In meinem Hinterkopf schwebt schon seit Langem der Titel des Werkes unseren Kollegen Heinrich August Winkler Der Weg in die Katastrophe 1930–1933. Mutatis mutandis, wie sich von selbst versteht, aber wie kann man dem Vergleich ausweichen, zumindest dem mit der thüringischen Regierung 1930, in der zum ersten Mal ein Nationalsozialist Minister wurde. Wenn an der Regierung eine Partei teilnimmt, die rechtsextreme Minister aufstellt – liegt dann ein Vergleich nicht auf der Hand? Einer von ihnen (Minister Bezalel Smotrich) hat bereits seinen Plan verkündet: die Palästinenser vor die Wahl zu stellen, entweder Untertanen Israels zu werden, ohne Gleichberechtigung, oder auszuwandern. Sollten sie beide Möglichkeiten ausschlagen, bliebe ein dritter Weg übrig: Das würde dann als Kriegserklärung gegen Israel gewertet und, »a la guerre comme a la guerre«, Israel dürfe gegen sie Krieg führen und sie auch mit Gewalt vertreiben. Der Politiker war bereits Minister, als er sich offen dafür aussprach, ein palästinensisches Dorf auszuradieren, weil dort (wohlgemerkt im besetzten Westjordanland) Palästinenser Siedler angegriffen und getötet haben. Da sollte einen meines Erachtens über einige Jahre nach 1933 nachdenken lassen. Aber nein, wird man mir sofort entgegenhalten, es besteht keinesfalls die Gefahr eines weiteren Auschwitz, was jeden Vergleich im Keim erstickt – aber das haben wir weiter oben schon erörtert. […]

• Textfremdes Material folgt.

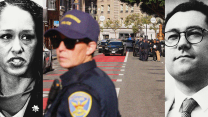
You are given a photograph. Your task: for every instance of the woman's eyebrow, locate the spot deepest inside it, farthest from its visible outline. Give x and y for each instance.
(27, 31)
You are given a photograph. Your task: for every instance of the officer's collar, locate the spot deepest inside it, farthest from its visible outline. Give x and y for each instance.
(73, 74)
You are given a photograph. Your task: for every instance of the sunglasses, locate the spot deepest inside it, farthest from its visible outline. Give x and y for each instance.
(69, 43)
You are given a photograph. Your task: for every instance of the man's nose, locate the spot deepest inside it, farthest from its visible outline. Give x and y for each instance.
(183, 43)
(17, 47)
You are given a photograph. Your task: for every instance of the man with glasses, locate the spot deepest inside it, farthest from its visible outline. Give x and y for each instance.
(86, 90)
(186, 39)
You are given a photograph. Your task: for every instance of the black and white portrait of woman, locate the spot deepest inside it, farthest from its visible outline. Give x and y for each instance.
(20, 58)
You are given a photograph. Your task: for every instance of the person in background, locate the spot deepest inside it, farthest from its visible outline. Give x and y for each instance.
(158, 50)
(145, 47)
(154, 49)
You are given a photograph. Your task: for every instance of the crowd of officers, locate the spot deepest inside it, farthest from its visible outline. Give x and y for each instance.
(146, 47)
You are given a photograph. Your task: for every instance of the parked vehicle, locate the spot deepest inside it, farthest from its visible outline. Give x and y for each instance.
(101, 45)
(128, 43)
(47, 59)
(115, 47)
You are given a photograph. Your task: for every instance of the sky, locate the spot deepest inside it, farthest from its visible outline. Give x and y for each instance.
(40, 2)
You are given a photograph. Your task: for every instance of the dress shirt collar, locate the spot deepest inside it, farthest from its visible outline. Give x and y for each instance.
(179, 98)
(201, 97)
(73, 74)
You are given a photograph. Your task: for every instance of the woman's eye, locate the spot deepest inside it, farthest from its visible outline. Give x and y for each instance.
(27, 37)
(6, 36)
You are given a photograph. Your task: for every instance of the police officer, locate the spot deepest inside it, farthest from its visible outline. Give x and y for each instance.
(86, 90)
(154, 49)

Aber nicht nur das historische Deutschland wird angesichts des Versuchs, die liberale Demokratie zu unterwandern, relevant, sondern auch das Deutschland der Gegenwart. (Vergleichen muss man übrigens nicht nur mit Deutschland – Ungarn oder etwa Nordkorea sind auch in mancher Hinsicht relevant.) Es geht um Deutschlands offizielle Positionierung gegenüber unserer neuen Regierung. Kurz nach der Vereidigung der neuen Regierung plädierte der Autor eines hebräischen Buches über die AfD in der bereits erwähnten Netanjahu-nahen Zeitung Israel HaYom (Israel heute) für die Rückkehr zu den deutsch-israelischen Regierungskonsultationen – ganz so, als wäre das Sitzen an einem Tisch mit Ben-Gvir und Smotrich mit der demokratischen Gesinnung der Bundesrepublik nicht unvereinbar. Oder ist dies etwa doch vereinbar? Sowohl Bundeskanzler Scholz (bei einem Besuch Netanjahus in Berlin) als auch Außenministerin Baerbock (bei einem Besuch des israelischen Außenministers Cohen) haben zaghaft die »Justizreform« als Grund zur »Sorge« angedeutet; zu mehr reichte es nicht. Der Grund für diese offenkundige Zögerlichkeit ist nicht nur die Fülle an internationalen Herausforderungen, denen man sich vor allem diplomatisch ausgesetzt sieht – Ungarn und Polen in der EU, der Ukrainekrieg, Chinas Affront, Inflationsbekämpfung etc. –, sondern vor allem die Angst vor dem Antisemitismus-Vorwurf. Gemäß der Logik, die wir bereits oben kritisierten, darf man sogar Rechtsextremismus aus Israel dulden, weil es eben um Juden geht. So plädierte auch der israelische Botschafter in Berlin in einem ARD-Interview am 7. Mai für die Wiederaufnahme der Regierungskonsultationen, an denen auch die rechtsradikalen Minister teilnehmen können. Wer weiß, ob der deutsche Botschafter in Israel nicht die Einladung befolgt hätte, am Europatag mit Minister Ben-Gvir als Gastgeber teilzunehmen, wenn die EU nicht die Bremse gezogen hätte. Man muss die Frage an die deutsche Politik richten: Mit wem in Israel wollt Ihr zusammenarbeiten – mit den Demokraten oder mit den Zerstörern der freiheitlichen Demokratie?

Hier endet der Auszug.